Ambalasi hizo girar sus ojos hacia el cielo en apreciación de oportunidad.
—¿Arreglaste tú mi suerte?
—Ambalasi lo ve todo, lo sabe todo. Hablé del hecho de que tú estarías aquí y de que te sentirías agradecida por iluminación relativa al octavo principio. Que yo no tuve oportunidad de revelarte.
Ambalasi no vio ninguna forma de escapar de aquella bien preparada trampa. Se aposentó sobre su cola con un gruñido.
—Tiempo para una breve escucha, pues estoy fatigada. Breve.
Satsat habló tan pronto como Enge le hizo signo, subiéndose a una de las cubas de enzimas a fin de poder ser oída claramente.
—El octavo es el último y el principio que guía claramente nuestras vidas una vez hemos aceptado las palabras de Ugunenapsa. Este principio afirma que las Hijas de la Vida tienen la responsabilidad de ayudar a todas las demás a conocer el espíritu de la vida, y en consecuencia a descubrir la verdad del camino de la vida. Pensad en el significado de esta tan breve y sin embargo tan clara afirmación. Las que conocemos el Camino debemos ayudar a las demás a aprender y comprender, a seguir conscientemente el espíritu de la vida. Sin embargo, tan pronto como es percibida esta verdad, surgen dos cuestiones inmensamente importantes. En primer lugar: ¿cómo podemos intentar hacer esto frente a aquellas que buscan nuestra muerte por hablar en voz alta? En segundo lugar: ¿cómo podemos mantener la paz y la armonía que afirma, mientras seguimos viviendo causando muerte? ¿Debemos dejar de comer para evitar matar que nos alimenta?

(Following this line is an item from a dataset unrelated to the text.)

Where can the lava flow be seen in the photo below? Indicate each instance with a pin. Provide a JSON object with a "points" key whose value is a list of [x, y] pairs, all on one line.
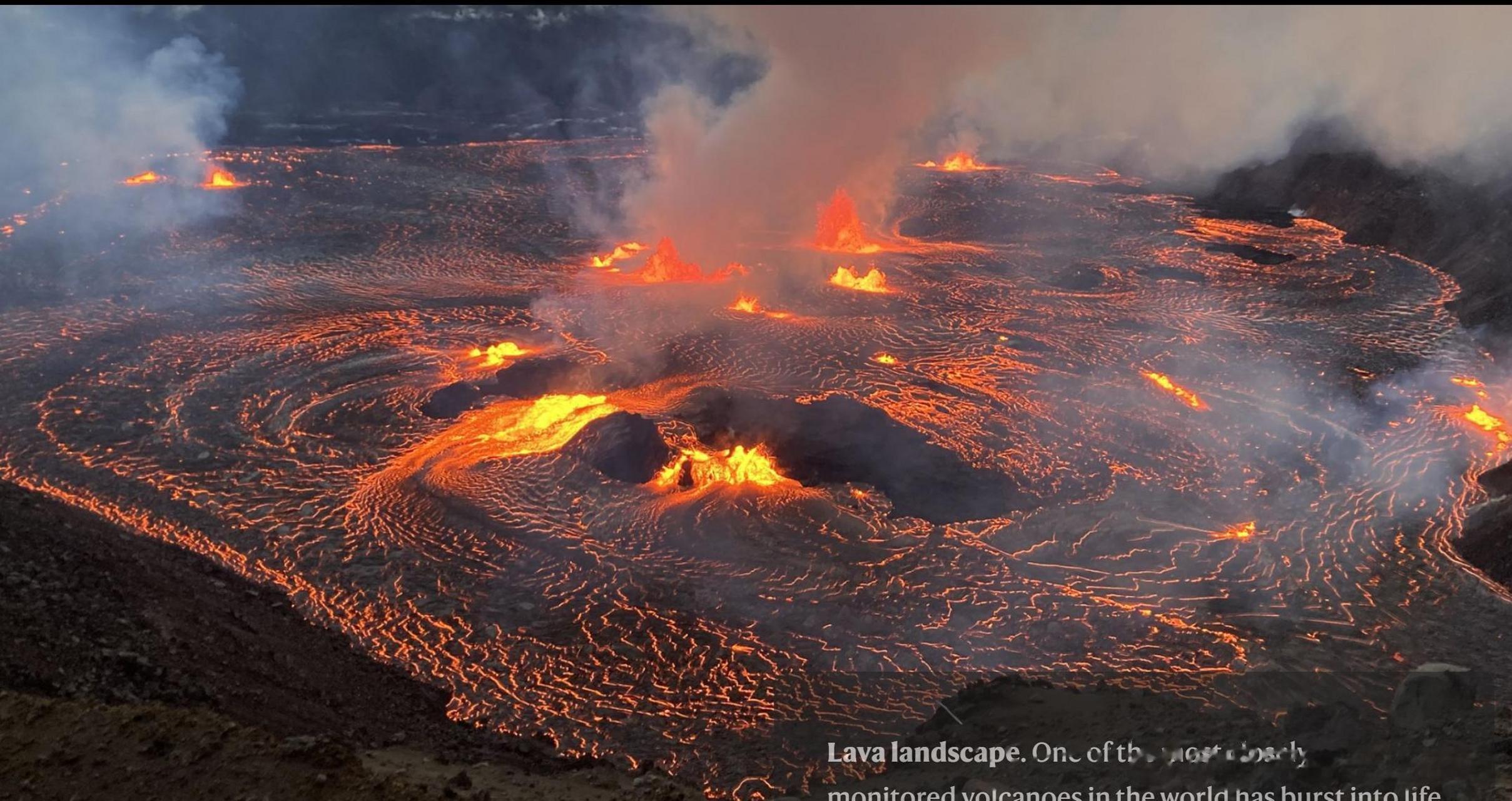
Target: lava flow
{"points": [[873, 282], [1187, 396], [704, 469], [1488, 422], [959, 162], [221, 179], [498, 354], [579, 551], [1239, 531], [619, 253], [840, 228]]}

Se detuvo cuando Ambalasi se puso trabajosamente en pie, avanzó unos pasos y atrapó un trozo de pesca del baño de enzimas para llevárselo a la boca.
—Vaciad este antes del anochecer. Gratitud por informar sobre el octavo principio, necesidad de marcharme ahora.
—Mi agradecimiento por tu presencia, Ambalasi. Quizá quieras escuchar mis amplificaciones…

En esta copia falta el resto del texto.